State Radio Mozambique quotes the governor of the central province of Sfala Alberto Mondlane as saying the deaths are mainly due to the collapse of homes and other infrastructure and drowning.

“Preliminary data indicate that so far 68 people died from the diluge and 1,300 others seriously injured,” Mondlane told Radio Mozambique on Sunday, 17 March 2019.

The city of Beira, one of the largest in the country with half a million inhabitants, was hit the hardest by the cyclone and at its central hospital received hundreds of people who have been assisted since Thursday night, 14 March 2019.

The provincial capital is partially destroyed and it is still without electricity from the public grid and communications are limited.

The same scenario occurs in other parts of the province, hindering relief operations.

The victim count is yet to be completed, as there are places which are difficult to reach due to rising river levels.

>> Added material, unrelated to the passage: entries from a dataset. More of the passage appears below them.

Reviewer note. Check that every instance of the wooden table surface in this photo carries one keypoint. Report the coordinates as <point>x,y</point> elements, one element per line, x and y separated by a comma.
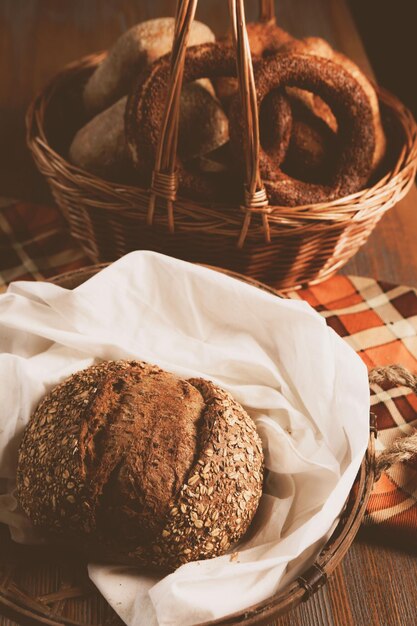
<point>376,584</point>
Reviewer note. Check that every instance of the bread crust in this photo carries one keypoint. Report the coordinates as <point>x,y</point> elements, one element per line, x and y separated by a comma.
<point>134,465</point>
<point>144,114</point>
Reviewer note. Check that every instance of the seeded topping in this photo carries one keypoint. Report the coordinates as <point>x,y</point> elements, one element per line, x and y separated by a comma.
<point>141,466</point>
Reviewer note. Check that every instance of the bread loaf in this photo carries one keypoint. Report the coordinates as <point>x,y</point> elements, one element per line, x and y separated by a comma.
<point>100,146</point>
<point>135,50</point>
<point>137,466</point>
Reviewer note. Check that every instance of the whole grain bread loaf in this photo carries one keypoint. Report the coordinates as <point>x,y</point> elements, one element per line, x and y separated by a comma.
<point>132,464</point>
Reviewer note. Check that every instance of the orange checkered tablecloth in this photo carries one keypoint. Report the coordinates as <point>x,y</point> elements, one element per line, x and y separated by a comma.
<point>377,319</point>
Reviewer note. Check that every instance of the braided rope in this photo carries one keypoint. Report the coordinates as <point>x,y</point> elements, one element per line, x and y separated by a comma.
<point>404,448</point>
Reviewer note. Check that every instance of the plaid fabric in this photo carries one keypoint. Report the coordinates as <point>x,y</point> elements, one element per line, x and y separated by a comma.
<point>35,243</point>
<point>378,320</point>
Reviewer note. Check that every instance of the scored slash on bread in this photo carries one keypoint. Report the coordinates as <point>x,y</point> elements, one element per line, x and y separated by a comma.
<point>134,465</point>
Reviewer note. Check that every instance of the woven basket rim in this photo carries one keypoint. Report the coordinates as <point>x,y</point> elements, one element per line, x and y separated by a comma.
<point>341,209</point>
<point>289,597</point>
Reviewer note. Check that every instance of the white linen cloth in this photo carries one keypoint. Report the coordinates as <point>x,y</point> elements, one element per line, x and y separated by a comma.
<point>305,387</point>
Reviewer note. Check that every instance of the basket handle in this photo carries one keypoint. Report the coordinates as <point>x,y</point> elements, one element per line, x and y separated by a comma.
<point>164,178</point>
<point>255,198</point>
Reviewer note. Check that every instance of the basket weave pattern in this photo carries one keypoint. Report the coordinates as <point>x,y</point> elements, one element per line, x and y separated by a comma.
<point>287,246</point>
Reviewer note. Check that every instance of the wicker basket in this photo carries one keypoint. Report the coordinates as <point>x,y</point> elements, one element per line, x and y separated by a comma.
<point>37,587</point>
<point>285,246</point>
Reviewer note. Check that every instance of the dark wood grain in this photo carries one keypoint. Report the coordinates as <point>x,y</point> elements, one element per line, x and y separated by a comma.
<point>376,585</point>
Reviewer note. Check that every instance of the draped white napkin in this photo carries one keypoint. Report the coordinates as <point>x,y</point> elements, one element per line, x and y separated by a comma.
<point>305,388</point>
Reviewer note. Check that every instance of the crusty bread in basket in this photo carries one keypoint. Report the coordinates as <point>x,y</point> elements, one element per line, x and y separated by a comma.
<point>287,246</point>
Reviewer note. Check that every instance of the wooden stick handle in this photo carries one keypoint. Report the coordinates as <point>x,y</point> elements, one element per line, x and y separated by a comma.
<point>164,181</point>
<point>255,198</point>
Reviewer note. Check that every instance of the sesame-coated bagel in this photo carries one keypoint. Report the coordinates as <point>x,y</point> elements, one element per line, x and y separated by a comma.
<point>351,107</point>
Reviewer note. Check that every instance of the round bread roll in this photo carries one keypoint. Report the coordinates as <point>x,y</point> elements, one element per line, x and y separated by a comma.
<point>100,146</point>
<point>135,465</point>
<point>135,50</point>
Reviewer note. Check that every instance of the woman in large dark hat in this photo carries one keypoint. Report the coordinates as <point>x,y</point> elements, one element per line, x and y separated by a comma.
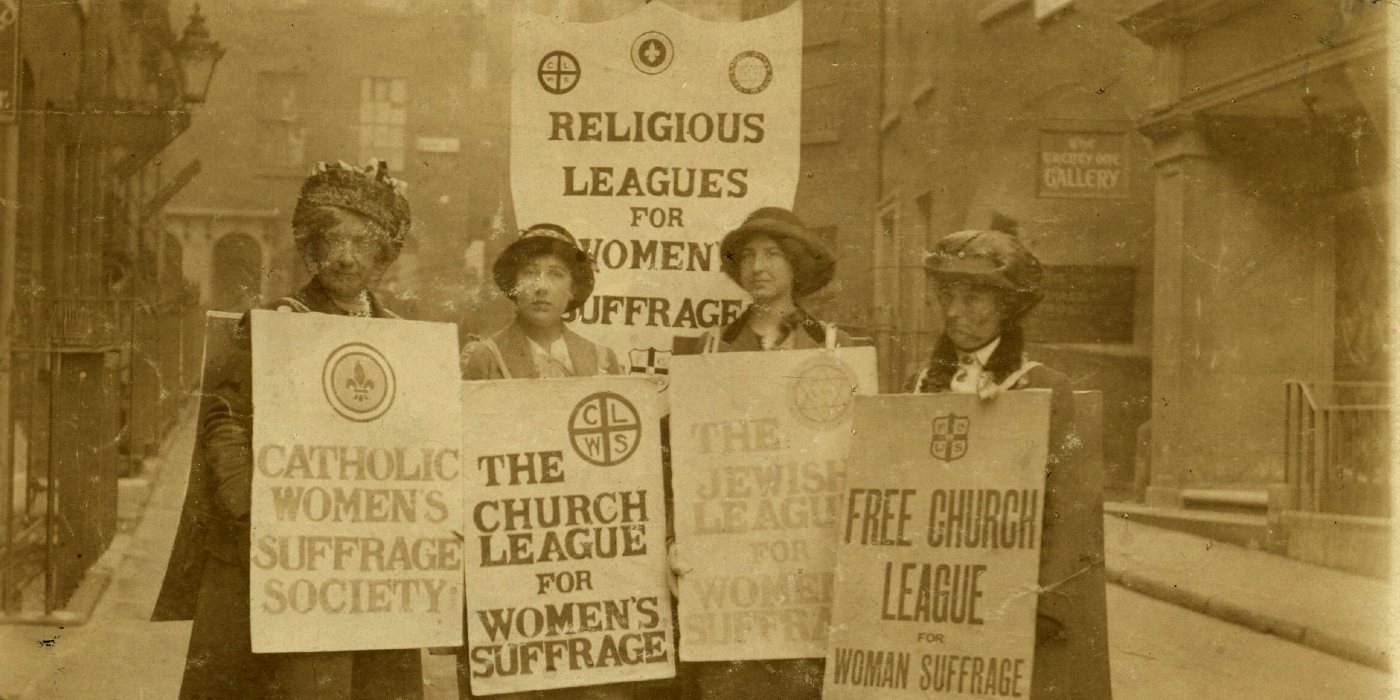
<point>779,262</point>
<point>349,226</point>
<point>986,283</point>
<point>548,276</point>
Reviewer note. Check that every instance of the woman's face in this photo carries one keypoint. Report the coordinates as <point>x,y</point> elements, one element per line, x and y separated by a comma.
<point>973,315</point>
<point>347,255</point>
<point>765,270</point>
<point>543,289</point>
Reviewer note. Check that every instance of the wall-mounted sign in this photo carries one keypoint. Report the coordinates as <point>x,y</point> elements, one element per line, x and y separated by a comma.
<point>1085,304</point>
<point>1084,164</point>
<point>438,144</point>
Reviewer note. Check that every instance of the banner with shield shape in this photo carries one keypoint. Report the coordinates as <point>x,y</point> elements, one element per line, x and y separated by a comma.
<point>648,137</point>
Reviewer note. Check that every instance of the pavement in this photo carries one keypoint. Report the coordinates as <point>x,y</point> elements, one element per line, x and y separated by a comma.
<point>1336,612</point>
<point>1190,618</point>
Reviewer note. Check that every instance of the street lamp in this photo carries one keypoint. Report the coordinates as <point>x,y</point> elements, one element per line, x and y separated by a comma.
<point>196,55</point>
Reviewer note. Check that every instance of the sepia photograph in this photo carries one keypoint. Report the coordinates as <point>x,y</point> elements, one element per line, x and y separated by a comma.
<point>697,349</point>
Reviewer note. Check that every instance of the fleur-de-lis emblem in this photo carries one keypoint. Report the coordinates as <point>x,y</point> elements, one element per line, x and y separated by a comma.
<point>360,384</point>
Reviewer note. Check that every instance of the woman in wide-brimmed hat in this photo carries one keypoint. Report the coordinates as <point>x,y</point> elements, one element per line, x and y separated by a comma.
<point>779,262</point>
<point>987,282</point>
<point>349,227</point>
<point>546,275</point>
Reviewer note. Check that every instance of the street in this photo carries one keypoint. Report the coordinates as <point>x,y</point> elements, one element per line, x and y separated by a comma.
<point>1159,651</point>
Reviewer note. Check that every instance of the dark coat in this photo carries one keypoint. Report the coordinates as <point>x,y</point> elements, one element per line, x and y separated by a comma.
<point>1071,613</point>
<point>207,574</point>
<point>480,363</point>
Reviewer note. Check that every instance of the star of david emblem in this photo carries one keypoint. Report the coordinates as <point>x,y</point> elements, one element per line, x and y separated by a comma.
<point>822,392</point>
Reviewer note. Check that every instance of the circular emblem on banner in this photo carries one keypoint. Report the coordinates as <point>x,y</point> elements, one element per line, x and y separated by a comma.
<point>559,72</point>
<point>605,429</point>
<point>359,382</point>
<point>751,72</point>
<point>822,392</point>
<point>653,52</point>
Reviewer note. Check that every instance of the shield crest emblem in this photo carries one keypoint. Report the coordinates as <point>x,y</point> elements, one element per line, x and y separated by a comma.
<point>949,438</point>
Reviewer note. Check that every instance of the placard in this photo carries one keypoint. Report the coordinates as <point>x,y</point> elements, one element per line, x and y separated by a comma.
<point>758,451</point>
<point>938,553</point>
<point>566,534</point>
<point>648,136</point>
<point>357,483</point>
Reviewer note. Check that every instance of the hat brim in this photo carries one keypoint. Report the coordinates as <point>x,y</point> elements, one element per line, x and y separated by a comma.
<point>808,279</point>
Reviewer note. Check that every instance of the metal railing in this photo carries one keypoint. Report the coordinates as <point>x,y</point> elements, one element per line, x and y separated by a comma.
<point>45,322</point>
<point>1337,447</point>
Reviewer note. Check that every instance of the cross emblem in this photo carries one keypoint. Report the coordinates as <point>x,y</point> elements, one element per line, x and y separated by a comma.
<point>651,52</point>
<point>559,72</point>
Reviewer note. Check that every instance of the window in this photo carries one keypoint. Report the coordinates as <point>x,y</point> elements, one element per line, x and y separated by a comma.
<point>282,137</point>
<point>382,116</point>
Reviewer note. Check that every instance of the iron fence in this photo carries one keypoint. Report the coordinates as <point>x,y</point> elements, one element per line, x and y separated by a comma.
<point>1337,447</point>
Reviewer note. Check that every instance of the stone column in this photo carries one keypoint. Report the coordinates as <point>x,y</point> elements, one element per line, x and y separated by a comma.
<point>1183,170</point>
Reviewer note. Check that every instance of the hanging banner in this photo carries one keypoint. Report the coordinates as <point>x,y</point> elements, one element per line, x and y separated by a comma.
<point>566,534</point>
<point>648,137</point>
<point>357,483</point>
<point>938,552</point>
<point>758,452</point>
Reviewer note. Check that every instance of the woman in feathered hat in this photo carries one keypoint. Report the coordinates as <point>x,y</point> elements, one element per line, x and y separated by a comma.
<point>986,283</point>
<point>349,226</point>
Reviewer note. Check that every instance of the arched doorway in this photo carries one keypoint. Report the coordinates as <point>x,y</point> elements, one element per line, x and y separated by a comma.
<point>237,272</point>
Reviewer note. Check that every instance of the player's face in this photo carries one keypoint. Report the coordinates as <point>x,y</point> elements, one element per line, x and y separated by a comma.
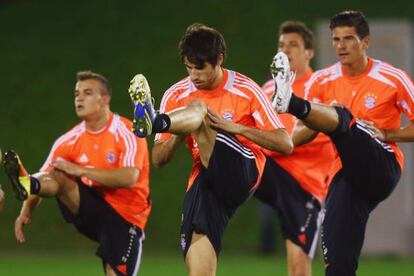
<point>293,45</point>
<point>89,100</point>
<point>206,77</point>
<point>349,48</point>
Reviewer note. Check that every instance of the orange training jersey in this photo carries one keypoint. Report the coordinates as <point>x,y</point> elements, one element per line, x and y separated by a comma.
<point>310,163</point>
<point>379,95</point>
<point>237,98</point>
<point>115,146</point>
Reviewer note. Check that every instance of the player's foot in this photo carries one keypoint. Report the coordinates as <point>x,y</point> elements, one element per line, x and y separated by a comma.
<point>283,79</point>
<point>18,176</point>
<point>144,113</point>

On Thursday, 14 March and Friday, 15 March 2019, Mozambique saw the second largest storm of the cyclone season which, with wind speeds as high as 224 kilometres per hour that were accompanied by heavy rain, uprooted trees and destroyed infrastructure such as power lines, houses, roads and bridges as it swept through the port city of Beira heading inland to the provinces of Zambezia and Tete.

The United Nations estimates that there are now 600,000 people affected in central and northern Mozambique, whether they have been left homeless, without food or other property, or with no access to farmland and basic services.

More than a third of the affected population is made of children, estimates the United Nations Children’s Fund (UNICEF).

The main problems for humanitarian assistance of various entities on the ground include the difficulty in re-establishing communications and access to the affected areas.